Tailoring Protection Mechanisms
Designing a one-size-fits-all social protection mechanism for gig workers is challenging due to the diversity of this workforce. However, Yesim Elhan-Kayalar, adviser to ADB’s Economic Research and Development Impact Department, pointed out that many platforms are actively seeking protection mechanisms that mirror formal employment. This approach not only makes economic sense but is also financially sustainable.
Consumer Demand for Fair Treatment
It’s not just workers who demand social safety measures; consumers also play a crucial role. Many consumers are unwilling to use services if gig workers are treated unfairly, underscoring the significance of equitable treatment.
Leading by Example: Grab
Some companies are already leading by example. Grab, Southeast Asia’s leading superapp, has outlined six guiding principles to ensure the well-being of its workers, whom they refer to as partners. These principles include providing flexibility in work, protection in case of work-related injuries, competitive earnings, and opportunities for long-term savings. Grab also promotes workers’ representation and offers skill development programs through the Grab Academy.
While companies like Grab are taking steps to ensure worker welfare, Brendan Chai, head of regional public affairs and policy at Grab Singapore, emphasized the importance of government oversight. He suggested that a comprehensive policy followed by legislation surrounding gig work would be a positive first step.
The Gig Economy in Pakistan
In Pakistan, the gig economy is gaining traction, especially among Gen X individuals who are turning to online platforms for freelance opportunities. The allure of earning in foreign currency has contributed to this trend. However, to fully harness the potential of the gig economy, Pakistan must invest in widespread high-speed internet access.

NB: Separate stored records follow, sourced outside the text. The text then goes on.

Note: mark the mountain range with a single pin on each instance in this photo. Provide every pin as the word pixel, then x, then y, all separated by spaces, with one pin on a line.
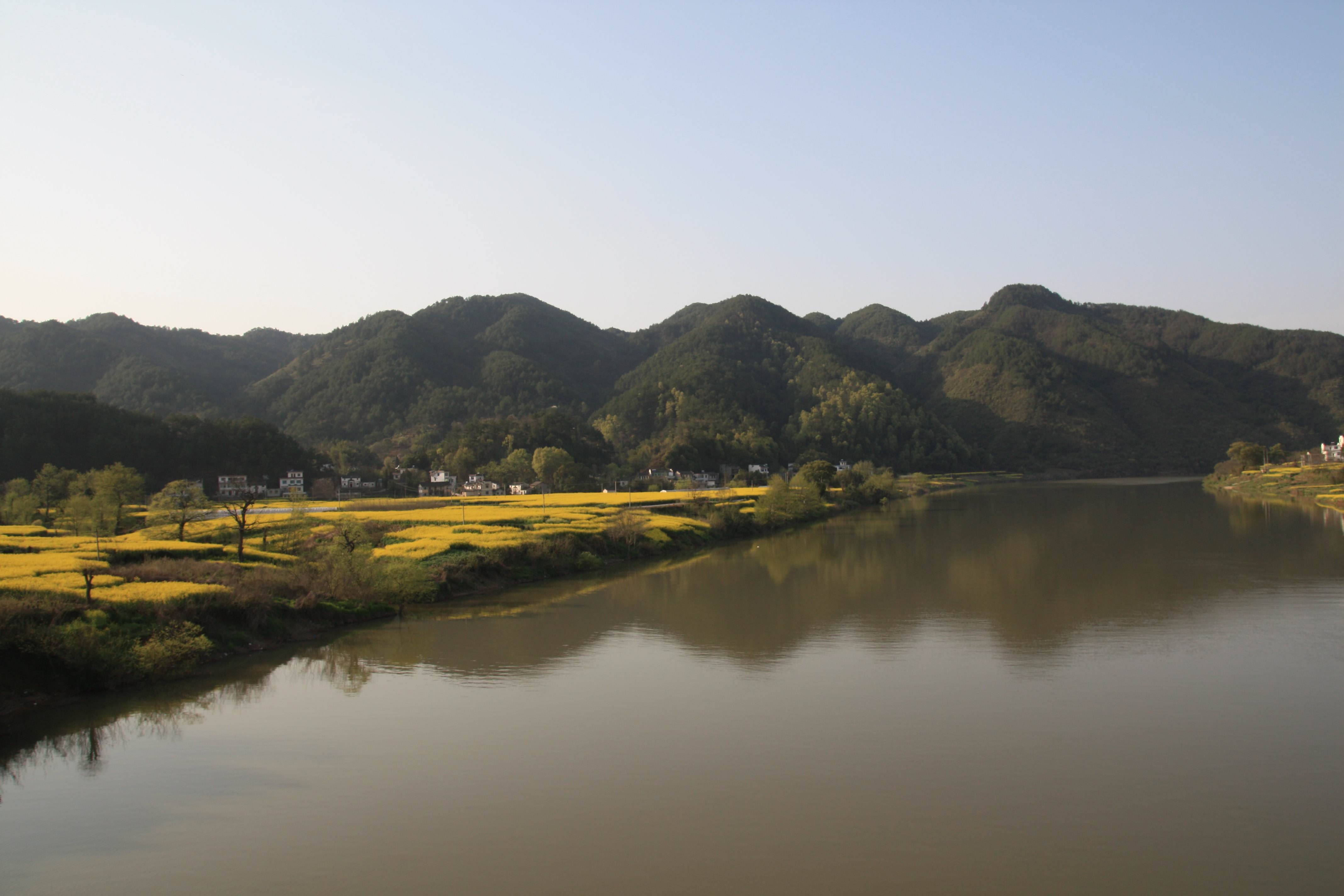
pixel 1029 382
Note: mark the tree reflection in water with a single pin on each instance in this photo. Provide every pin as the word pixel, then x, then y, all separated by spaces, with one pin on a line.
pixel 1031 566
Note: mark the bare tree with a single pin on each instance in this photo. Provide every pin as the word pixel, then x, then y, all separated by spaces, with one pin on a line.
pixel 89 573
pixel 237 510
pixel 625 527
pixel 181 503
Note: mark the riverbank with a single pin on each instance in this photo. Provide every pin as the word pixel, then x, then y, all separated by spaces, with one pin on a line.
pixel 1320 484
pixel 82 614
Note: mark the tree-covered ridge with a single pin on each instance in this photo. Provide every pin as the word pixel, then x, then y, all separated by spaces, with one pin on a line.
pixel 1041 382
pixel 156 370
pixel 1029 382
pixel 455 361
pixel 749 382
pixel 78 432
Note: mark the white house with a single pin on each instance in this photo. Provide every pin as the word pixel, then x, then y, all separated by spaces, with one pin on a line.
pixel 479 485
pixel 232 487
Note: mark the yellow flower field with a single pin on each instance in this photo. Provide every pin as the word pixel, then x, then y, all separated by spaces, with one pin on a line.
pixel 50 562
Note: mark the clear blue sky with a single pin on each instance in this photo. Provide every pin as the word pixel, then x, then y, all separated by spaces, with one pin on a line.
pixel 298 166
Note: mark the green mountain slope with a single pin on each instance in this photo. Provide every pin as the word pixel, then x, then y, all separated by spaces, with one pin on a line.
pixel 1045 384
pixel 81 433
pixel 1029 382
pixel 455 361
pixel 745 381
pixel 144 369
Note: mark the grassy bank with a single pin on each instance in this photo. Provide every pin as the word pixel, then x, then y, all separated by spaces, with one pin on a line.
pixel 1319 484
pixel 80 613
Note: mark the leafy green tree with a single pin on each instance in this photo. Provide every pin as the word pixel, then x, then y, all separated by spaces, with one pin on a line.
pixel 92 514
pixel 52 487
pixel 515 468
pixel 784 503
pixel 1248 453
pixel 547 462
pixel 181 503
pixel 460 462
pixel 19 504
pixel 819 473
pixel 117 485
pixel 238 510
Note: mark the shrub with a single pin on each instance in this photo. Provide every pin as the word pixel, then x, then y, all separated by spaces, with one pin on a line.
pixel 175 647
pixel 784 503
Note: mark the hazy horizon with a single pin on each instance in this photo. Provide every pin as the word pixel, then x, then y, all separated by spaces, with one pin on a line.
pixel 236 166
pixel 600 324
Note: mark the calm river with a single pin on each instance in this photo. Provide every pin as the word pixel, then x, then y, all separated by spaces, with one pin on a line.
pixel 1084 688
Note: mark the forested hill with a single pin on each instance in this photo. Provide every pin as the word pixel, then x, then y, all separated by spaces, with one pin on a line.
pixel 1029 382
pixel 78 433
pixel 142 369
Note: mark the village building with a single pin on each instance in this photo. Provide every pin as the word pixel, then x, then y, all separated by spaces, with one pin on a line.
pixel 441 484
pixel 478 485
pixel 292 481
pixel 529 488
pixel 232 487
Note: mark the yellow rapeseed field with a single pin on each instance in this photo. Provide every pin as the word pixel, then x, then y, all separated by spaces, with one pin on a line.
pixel 37 561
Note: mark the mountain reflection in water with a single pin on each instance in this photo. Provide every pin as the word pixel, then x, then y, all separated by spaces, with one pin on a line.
pixel 1061 580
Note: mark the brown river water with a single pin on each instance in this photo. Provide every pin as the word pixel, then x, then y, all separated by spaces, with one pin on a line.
pixel 1074 688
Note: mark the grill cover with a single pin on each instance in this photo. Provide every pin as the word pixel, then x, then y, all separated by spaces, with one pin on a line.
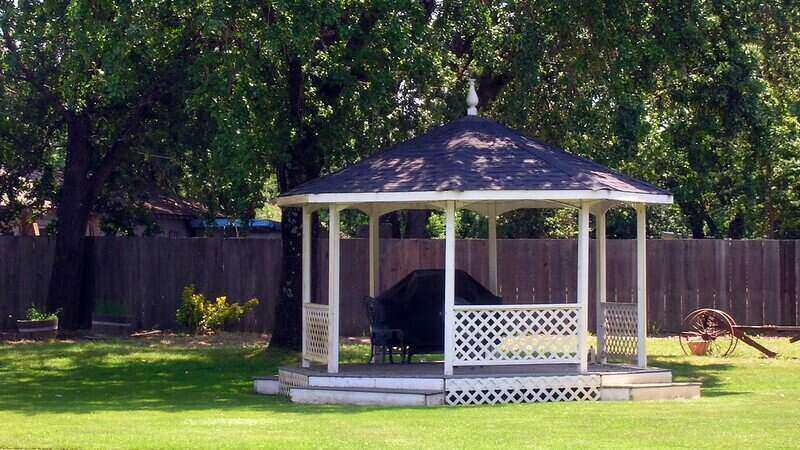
pixel 416 305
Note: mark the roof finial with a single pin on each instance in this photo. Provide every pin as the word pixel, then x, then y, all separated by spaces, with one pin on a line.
pixel 472 99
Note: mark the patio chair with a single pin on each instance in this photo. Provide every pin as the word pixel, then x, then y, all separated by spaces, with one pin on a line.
pixel 383 340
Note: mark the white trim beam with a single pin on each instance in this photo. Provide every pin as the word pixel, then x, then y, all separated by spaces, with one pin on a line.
pixel 374 253
pixel 449 286
pixel 466 196
pixel 583 286
pixel 333 288
pixel 641 285
pixel 306 267
pixel 492 218
pixel 601 281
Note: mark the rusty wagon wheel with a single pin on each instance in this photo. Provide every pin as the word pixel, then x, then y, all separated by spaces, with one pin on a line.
pixel 708 332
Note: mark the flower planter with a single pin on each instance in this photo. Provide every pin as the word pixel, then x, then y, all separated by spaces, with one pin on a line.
pixel 698 348
pixel 111 325
pixel 38 329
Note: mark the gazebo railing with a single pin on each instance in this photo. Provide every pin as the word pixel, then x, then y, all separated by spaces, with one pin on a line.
pixel 315 329
pixel 620 332
pixel 515 334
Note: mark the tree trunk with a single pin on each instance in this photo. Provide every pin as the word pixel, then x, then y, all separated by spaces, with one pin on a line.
pixel 417 223
pixel 66 280
pixel 288 312
pixel 303 165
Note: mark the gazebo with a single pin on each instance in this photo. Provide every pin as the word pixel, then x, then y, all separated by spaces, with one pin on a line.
pixel 492 353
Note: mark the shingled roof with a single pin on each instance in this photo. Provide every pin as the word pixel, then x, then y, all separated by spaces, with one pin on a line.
pixel 473 154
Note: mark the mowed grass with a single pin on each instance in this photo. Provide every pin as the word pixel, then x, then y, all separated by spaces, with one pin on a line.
pixel 190 393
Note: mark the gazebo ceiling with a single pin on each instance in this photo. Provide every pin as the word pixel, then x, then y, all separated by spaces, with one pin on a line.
pixel 474 159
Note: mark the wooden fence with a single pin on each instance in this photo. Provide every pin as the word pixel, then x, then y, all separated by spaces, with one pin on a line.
pixel 757 281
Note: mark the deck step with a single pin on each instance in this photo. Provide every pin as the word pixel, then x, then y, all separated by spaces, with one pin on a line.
pixel 266 385
pixel 365 396
pixel 650 391
pixel 640 377
pixel 402 383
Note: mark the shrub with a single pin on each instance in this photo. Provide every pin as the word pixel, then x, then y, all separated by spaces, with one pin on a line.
pixel 199 315
pixel 35 314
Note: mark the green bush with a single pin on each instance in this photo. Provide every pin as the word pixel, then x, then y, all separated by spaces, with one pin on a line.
pixel 200 315
pixel 35 314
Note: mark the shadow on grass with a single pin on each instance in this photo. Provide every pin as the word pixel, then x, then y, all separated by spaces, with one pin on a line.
pixel 126 376
pixel 708 374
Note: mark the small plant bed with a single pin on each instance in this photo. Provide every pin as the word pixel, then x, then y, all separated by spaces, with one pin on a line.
pixel 199 315
pixel 38 324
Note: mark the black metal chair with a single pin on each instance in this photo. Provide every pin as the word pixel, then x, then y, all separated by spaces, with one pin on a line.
pixel 382 338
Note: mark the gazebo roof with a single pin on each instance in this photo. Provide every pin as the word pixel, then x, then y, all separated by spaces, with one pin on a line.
pixel 472 159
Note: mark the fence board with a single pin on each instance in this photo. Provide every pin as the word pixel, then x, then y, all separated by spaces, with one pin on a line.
pixel 756 281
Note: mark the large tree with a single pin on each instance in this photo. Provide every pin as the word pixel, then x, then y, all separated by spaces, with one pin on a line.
pixel 105 79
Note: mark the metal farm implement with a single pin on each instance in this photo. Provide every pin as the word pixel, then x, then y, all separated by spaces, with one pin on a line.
pixel 714 332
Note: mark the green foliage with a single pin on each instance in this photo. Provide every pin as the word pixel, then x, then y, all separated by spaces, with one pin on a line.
pixel 701 98
pixel 199 315
pixel 153 393
pixel 33 313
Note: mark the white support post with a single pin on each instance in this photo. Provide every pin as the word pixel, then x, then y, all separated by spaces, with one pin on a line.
pixel 374 253
pixel 492 216
pixel 449 285
pixel 306 251
pixel 583 286
pixel 333 289
pixel 600 264
pixel 641 285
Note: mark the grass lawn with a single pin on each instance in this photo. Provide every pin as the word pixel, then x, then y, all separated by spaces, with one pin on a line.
pixel 178 392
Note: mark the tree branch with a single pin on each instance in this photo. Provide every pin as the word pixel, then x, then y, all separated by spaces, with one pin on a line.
pixel 29 76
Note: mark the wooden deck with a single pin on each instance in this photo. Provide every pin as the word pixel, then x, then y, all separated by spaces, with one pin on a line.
pixel 436 370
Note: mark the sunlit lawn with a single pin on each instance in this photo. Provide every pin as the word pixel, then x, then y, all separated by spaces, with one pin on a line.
pixel 184 393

Protecting Pakistan’s Gig Workforce
As Pakistan’s gig economy continues to grow, it is crucial to have a plan in place to protect this dynamic workforce from exploitation. This could involve creating a supportive regulatory environment and ensuring that workers have access to social protection measures.
It is crucial that we give gig workers’ social protection top priority in a time when the gig economy is expanding quickly. The need to provide fair treatment and support for these people, who are the foundation of the digital economy, has been highlighted by the Asia-Pacific Social Protection Week. By taking proactive steps and fostering collaboration between governments, companies, and workers, we can ensure a more secure and sustainable future for gig workers worldwide.